Located on a quaint, quiet square in the heart of Moscow, the lavish early 20th century mansion which the US ambassador calls home is an architectural gem for which Washington pays the princely sum of US$2.50 in annual rent.
That pocket money is now at the center of a minor row between Moscow and Washington, which also reflects the misfortunes of the Russian currency since the collapse of the Soviet Union in 1991 as it underwent repeated devaluations.
Built a few years before the 1917 Communist revolution by a rich merchant, Nikolai Vtorov, the mansion, now called Spaso House after the leafy Spasopeskovskaya Square on which it stands, became the US ambassador's residence in 1933, when the US and the Soviet Union finally established diplomatic relations.
Its present rent is governed by a contract signed in 1985 for a period of 20 years, at a time when few could have imagined that the Soviet Union was about to collapse -- or at least so soon.

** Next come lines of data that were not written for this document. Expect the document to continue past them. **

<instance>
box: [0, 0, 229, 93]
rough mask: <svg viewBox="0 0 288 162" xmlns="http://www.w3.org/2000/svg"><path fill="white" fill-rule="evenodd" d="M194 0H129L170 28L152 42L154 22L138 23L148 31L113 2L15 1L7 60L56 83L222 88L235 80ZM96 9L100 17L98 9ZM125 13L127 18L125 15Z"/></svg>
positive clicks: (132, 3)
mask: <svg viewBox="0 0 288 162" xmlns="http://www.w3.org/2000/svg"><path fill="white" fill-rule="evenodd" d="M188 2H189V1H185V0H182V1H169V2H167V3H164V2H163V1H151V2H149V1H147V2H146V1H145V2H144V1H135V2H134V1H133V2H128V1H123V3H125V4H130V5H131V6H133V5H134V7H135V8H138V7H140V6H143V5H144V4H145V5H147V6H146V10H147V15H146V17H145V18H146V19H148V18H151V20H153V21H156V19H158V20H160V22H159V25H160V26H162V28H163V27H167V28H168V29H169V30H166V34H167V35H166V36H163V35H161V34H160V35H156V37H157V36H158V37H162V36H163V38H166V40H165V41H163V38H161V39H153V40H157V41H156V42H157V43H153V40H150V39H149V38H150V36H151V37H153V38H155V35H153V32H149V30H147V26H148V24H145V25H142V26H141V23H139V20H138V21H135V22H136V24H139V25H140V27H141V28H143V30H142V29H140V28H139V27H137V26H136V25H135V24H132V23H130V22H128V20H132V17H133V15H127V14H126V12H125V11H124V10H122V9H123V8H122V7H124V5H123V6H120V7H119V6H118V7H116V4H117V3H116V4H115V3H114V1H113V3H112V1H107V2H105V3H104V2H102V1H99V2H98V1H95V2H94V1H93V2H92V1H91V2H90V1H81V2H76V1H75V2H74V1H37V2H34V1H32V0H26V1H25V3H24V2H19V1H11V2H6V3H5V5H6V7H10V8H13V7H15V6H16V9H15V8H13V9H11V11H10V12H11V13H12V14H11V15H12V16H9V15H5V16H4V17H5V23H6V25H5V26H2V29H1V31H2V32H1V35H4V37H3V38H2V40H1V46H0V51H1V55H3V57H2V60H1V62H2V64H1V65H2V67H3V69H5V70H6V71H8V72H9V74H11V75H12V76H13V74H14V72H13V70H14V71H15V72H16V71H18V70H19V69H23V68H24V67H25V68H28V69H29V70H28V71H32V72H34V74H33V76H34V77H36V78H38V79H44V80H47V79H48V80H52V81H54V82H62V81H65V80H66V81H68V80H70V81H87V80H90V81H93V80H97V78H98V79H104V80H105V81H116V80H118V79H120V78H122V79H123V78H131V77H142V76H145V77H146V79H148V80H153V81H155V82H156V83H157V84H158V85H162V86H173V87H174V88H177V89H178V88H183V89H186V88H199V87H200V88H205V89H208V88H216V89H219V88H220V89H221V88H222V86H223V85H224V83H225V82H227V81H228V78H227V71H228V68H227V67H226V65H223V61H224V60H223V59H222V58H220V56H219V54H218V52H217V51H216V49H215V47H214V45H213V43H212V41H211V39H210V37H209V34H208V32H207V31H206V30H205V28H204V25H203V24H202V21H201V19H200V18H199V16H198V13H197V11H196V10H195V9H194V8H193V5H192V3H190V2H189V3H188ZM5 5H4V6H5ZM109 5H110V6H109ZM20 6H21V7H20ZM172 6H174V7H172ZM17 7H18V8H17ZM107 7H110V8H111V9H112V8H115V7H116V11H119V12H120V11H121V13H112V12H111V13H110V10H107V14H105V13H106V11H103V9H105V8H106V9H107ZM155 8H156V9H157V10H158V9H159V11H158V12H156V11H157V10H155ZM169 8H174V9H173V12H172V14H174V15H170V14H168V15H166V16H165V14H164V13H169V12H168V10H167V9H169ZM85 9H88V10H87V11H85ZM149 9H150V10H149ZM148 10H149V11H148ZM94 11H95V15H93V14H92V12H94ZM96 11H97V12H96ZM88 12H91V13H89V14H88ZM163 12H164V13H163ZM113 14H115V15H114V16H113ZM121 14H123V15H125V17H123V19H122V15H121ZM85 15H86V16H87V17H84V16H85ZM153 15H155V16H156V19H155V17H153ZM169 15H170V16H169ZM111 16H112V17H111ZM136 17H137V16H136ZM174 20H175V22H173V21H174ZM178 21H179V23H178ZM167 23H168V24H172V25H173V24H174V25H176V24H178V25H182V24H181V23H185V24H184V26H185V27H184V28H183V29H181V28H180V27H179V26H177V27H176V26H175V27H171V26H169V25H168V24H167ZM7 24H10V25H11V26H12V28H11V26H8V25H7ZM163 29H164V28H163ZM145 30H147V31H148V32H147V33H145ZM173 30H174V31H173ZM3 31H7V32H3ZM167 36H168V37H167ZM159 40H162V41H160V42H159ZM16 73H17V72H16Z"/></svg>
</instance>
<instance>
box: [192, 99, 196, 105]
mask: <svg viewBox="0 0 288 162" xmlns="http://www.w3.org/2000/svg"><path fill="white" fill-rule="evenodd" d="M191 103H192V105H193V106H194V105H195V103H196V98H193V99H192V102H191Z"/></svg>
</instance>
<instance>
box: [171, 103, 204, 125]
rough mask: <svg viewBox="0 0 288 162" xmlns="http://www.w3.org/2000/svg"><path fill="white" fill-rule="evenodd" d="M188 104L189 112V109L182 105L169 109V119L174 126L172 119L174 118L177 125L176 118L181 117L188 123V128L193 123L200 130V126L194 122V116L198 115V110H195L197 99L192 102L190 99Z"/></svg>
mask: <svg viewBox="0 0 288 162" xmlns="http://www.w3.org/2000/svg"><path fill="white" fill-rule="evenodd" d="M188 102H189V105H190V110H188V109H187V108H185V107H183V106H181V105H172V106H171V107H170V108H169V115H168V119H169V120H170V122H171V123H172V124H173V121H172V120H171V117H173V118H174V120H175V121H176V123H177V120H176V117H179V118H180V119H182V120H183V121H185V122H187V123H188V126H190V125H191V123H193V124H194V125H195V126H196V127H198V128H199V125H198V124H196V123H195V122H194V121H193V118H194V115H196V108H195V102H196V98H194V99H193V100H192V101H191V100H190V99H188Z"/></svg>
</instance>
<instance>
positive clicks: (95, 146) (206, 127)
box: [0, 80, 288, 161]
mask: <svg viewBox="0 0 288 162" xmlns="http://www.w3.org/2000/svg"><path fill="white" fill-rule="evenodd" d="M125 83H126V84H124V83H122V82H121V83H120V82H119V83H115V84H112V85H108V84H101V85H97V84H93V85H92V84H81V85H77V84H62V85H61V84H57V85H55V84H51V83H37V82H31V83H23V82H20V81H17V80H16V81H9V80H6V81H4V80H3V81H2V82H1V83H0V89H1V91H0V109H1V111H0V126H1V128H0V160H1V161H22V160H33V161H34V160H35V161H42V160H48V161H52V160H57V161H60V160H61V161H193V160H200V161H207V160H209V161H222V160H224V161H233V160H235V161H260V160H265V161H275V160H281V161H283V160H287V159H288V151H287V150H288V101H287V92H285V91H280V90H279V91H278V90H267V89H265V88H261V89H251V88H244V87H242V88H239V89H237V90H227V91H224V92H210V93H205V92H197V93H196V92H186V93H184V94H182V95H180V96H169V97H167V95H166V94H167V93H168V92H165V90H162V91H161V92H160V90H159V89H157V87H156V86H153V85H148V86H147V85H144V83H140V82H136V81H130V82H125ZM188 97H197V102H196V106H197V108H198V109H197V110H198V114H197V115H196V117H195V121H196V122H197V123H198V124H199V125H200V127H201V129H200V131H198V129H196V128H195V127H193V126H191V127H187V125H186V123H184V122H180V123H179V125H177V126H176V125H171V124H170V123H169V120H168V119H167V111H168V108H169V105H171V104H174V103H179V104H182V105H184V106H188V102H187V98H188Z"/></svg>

At Soviet authorities' request, the rent mentioned in the contract was expressed in rubles, a spokeswoman for the US embassy in Moscow said.
"At the time, the Soviet authorities insisted that the contract had to be drawn up with a sum expressed in rubles, not in dollars," the spokeswoman told reporters.
Crucially, the lease "contained no provision for currency fluctuations," the spokeswoman added.
By 1985 standards, the rent agreed on for the 2,900m2 residence was anything but cheap.
"The rent was 25 rubles a square meter, a sum which then converted into US$42," said Viktor Lyaskin, a senior official with the UPDK, the division within the Russian foreign ministry responsible for housing foreign officials.
The total annual rent was 72,500 rubles, or US$121,800 in 1985 dollars.
But once the Soviet Union fell Russia entered years of hyperinflation.
Moreover, in the mid 1990s, a monetary reform instituted a "new" ruble, which was worth 1,000 "old" rubles.
Now, the residence's total annual rent is just 72.5 rubles, about the price of two cheeseburgers.
Not surprisingly, Russia is none too pleased, especially as property values skyrocket in Moscow, competing with those in London and New York.
The present rent is "ridiculous," said Lyaskin, adding that the US embassy rejected a new contract which UPDK offered in 1994.
UPDK is now demanding US$9 million in back payments "for all those years when the United States refused any suggestion of a rent hike, unlike all other countries," Lyaskin said.
It also wants the US embassy to pay a significantly increased rent of US$300 per square meter per year.
That would amount to a total annual rent of US$870,000, or 350,000 times the current rent.
But Washington is standing its ground.
Still, the Russian authorities may soon get their way, as the lease expires in July next year.
The US spokesman said the embassy was open to discussion and wanted to negotiate a new lease "on the basis of market value."